Il presidente sordo alla piazza

FRANCESCO SCALIA. (FOTO: SARA MINELLI / IMAGOECONOMICA)

E quando tanti anni fa Francesco Scalia, allora presidente della Provincia, ebbe l’intuizione della Saf e chiuse le centinaia di discariche sparse sul territorio, in pochissimi capirono che la provincia di Frosinone non avrebbe conosciuto per anni l’emergenza rifiuti. C’erano le manifestazioni in piazza: davanti al palazzo della Provincia venne impiccato un manichino che rappresentava il presidente Scalia.

In questi anni di tranquillità, nei quali Roma e Napoli invece hanno vissuto il caos, nessuno si è reso conto che anche noi saremmo finiti con l’immondizia in strada se non ci fosse stato il coraggio di Scalia e la sua capacità di rimanere sordo di fronte alle urla della piazza.
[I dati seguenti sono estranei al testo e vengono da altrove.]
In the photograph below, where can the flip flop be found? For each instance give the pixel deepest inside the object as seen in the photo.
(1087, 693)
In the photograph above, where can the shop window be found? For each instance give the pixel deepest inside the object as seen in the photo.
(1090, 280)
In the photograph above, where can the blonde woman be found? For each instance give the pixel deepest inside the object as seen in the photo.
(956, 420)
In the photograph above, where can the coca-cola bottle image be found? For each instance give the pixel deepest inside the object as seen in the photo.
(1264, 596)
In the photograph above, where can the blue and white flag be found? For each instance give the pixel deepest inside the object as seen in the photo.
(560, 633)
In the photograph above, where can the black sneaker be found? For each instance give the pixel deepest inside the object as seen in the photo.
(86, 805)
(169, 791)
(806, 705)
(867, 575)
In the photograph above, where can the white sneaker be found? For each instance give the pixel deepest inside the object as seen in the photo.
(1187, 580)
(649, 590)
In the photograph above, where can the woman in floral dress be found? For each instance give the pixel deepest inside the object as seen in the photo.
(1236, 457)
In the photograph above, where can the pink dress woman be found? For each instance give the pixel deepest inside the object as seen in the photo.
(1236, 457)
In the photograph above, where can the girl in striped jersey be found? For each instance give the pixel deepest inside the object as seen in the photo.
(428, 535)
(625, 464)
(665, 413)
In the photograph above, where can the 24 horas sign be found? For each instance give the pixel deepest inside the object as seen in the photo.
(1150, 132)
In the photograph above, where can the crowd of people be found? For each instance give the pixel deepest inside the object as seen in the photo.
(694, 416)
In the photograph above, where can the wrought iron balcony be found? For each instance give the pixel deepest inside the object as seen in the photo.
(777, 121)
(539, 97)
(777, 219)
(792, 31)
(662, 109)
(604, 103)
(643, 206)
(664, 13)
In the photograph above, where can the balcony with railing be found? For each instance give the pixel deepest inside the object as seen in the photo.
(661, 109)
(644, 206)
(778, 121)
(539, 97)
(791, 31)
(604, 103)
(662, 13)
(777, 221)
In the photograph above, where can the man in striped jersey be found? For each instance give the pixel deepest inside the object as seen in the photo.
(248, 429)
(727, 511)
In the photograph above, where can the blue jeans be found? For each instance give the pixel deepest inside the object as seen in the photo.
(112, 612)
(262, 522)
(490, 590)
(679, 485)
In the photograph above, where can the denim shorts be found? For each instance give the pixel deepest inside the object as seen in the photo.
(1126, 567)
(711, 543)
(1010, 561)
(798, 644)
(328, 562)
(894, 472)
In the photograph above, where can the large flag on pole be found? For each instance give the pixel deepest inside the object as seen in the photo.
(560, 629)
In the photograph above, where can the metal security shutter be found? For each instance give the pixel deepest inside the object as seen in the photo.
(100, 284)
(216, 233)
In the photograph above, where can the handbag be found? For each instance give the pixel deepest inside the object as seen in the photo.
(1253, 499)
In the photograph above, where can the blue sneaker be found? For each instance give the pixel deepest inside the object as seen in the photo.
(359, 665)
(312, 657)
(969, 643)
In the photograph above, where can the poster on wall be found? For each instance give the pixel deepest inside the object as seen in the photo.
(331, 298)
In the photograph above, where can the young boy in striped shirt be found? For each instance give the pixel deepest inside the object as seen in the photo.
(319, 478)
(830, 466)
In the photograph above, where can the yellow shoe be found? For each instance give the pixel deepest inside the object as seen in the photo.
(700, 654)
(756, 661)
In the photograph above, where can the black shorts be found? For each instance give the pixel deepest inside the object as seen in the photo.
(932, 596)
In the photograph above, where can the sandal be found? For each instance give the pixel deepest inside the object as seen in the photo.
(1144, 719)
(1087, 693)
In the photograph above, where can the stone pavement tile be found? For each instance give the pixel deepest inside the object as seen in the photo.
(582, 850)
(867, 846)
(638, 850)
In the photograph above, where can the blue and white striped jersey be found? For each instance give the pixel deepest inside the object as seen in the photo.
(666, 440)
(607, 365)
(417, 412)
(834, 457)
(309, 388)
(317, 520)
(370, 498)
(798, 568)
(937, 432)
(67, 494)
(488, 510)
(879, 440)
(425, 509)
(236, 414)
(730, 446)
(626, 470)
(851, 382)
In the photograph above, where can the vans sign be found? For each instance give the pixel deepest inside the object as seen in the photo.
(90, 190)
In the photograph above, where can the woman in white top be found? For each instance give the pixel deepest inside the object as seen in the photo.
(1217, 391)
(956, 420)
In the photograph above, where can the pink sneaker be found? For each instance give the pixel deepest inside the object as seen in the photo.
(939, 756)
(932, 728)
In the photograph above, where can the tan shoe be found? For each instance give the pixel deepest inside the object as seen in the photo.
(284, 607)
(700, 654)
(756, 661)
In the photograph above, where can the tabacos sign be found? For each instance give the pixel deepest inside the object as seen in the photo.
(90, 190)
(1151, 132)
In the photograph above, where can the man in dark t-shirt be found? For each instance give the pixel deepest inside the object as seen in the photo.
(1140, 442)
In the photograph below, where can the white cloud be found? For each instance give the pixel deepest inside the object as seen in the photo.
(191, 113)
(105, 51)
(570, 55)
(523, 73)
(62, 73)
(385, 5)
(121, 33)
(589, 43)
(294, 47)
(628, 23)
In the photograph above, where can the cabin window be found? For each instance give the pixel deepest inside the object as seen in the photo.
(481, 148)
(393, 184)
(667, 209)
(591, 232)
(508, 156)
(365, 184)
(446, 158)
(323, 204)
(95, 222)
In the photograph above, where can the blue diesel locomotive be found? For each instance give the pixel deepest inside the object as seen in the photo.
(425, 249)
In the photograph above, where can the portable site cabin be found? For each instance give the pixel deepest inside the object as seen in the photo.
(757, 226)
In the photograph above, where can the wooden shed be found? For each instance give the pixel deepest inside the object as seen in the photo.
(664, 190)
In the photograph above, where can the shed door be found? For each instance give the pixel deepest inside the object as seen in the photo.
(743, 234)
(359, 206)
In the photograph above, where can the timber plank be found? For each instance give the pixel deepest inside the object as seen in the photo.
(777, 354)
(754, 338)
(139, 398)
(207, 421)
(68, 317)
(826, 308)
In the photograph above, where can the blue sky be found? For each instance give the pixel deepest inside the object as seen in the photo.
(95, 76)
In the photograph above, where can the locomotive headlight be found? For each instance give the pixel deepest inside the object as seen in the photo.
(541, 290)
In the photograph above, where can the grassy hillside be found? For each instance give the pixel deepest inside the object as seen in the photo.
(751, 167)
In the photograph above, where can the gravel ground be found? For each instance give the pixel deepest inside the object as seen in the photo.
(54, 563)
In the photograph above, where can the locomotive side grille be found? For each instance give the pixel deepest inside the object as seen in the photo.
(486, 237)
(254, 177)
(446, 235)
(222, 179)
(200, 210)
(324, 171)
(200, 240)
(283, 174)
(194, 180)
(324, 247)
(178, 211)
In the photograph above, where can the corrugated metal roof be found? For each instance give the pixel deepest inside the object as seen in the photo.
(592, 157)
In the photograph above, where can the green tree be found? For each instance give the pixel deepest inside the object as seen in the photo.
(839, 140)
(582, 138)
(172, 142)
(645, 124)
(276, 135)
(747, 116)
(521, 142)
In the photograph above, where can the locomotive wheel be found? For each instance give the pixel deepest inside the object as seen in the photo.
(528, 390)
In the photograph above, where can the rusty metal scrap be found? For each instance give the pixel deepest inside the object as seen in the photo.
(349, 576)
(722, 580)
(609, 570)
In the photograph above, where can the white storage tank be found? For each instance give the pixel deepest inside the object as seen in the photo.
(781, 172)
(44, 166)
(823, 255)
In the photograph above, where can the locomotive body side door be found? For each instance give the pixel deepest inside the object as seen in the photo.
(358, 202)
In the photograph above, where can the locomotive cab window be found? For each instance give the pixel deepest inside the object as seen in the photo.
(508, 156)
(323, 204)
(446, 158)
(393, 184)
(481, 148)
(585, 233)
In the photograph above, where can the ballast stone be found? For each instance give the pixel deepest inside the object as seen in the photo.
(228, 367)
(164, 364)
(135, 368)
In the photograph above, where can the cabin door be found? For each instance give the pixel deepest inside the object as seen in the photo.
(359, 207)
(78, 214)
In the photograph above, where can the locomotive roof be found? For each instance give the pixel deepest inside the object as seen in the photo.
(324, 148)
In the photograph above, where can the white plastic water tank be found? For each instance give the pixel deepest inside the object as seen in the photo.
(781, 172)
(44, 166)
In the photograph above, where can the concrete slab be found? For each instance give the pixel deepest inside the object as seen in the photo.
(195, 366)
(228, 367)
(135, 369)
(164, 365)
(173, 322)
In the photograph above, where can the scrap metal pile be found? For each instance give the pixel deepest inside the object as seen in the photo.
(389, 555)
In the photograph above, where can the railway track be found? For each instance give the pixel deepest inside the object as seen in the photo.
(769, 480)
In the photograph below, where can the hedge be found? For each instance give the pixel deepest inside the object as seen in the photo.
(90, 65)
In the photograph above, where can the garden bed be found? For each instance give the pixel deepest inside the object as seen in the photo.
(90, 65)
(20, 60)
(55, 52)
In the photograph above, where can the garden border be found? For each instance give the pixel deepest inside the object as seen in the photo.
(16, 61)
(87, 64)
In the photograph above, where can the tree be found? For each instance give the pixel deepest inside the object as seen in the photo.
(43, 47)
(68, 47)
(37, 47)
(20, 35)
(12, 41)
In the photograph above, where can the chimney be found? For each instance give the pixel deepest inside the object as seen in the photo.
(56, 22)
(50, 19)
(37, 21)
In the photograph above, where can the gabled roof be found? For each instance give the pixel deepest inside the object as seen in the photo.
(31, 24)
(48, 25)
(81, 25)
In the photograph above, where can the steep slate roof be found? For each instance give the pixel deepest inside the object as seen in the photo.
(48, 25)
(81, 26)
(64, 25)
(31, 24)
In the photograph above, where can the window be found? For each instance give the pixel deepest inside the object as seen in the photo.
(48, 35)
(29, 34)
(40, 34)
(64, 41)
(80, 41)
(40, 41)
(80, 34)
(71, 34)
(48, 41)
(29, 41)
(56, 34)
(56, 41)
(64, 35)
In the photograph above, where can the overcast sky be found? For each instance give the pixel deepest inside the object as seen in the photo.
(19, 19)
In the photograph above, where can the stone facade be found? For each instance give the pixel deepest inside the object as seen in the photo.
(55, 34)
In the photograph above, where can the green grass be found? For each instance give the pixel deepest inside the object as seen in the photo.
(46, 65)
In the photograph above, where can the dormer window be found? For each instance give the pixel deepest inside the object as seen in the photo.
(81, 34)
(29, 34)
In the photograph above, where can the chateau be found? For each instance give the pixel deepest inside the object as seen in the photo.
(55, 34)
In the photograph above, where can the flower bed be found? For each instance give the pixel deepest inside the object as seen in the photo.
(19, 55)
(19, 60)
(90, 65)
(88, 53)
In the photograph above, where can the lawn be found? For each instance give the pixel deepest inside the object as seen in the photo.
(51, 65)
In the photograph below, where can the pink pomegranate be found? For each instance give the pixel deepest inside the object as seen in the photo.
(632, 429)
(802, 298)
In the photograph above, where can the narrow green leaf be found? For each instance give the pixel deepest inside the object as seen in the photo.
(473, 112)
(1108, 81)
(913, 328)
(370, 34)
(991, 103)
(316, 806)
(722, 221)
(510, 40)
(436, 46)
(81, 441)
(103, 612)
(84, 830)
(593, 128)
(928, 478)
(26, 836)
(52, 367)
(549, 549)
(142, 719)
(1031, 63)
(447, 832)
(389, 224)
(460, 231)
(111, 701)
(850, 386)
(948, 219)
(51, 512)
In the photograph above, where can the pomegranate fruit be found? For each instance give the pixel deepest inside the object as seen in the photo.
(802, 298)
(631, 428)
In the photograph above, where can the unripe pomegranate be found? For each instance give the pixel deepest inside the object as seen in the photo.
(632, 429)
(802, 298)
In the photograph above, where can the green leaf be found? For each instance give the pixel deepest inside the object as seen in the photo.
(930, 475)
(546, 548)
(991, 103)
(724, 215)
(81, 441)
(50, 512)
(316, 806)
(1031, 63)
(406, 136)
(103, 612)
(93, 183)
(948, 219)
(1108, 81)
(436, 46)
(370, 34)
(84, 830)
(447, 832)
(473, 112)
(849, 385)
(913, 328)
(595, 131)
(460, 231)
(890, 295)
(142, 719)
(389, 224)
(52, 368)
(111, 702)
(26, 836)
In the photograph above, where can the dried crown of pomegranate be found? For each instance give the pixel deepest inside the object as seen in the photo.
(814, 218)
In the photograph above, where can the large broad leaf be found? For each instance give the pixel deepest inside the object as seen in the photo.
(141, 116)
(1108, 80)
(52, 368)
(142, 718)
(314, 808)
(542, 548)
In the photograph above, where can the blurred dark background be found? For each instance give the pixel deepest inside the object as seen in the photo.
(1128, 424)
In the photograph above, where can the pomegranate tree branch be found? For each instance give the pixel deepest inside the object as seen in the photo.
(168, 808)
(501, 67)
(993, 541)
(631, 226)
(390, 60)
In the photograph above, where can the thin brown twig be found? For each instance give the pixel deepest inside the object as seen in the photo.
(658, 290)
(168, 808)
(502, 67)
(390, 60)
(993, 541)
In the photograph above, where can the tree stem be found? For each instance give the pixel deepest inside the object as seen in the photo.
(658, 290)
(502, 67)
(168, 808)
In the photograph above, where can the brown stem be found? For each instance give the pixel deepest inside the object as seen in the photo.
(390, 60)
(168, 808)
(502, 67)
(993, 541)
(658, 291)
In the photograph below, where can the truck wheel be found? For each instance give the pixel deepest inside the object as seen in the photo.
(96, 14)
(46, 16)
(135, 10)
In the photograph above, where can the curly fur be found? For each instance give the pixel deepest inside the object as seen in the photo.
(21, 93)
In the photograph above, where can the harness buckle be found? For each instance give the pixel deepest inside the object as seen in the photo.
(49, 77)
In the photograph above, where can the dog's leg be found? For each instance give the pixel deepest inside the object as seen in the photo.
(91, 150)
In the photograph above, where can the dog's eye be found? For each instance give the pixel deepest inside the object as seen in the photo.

Adesso è saltato tutto per vari motivi. E addirittura si parla di requisire alcuni terreni della discarica di Roccasecca per ultimare il quinto invaso. A servizio però dei rifiuti di Roma. Non di quelli della provincia di Frosinone. Non è solo un paradosso. È un’assurdità. Il fatto è uno solo: il Comune di Roma in cinque anni non ha neppure affrontato il tema di una discarica propria.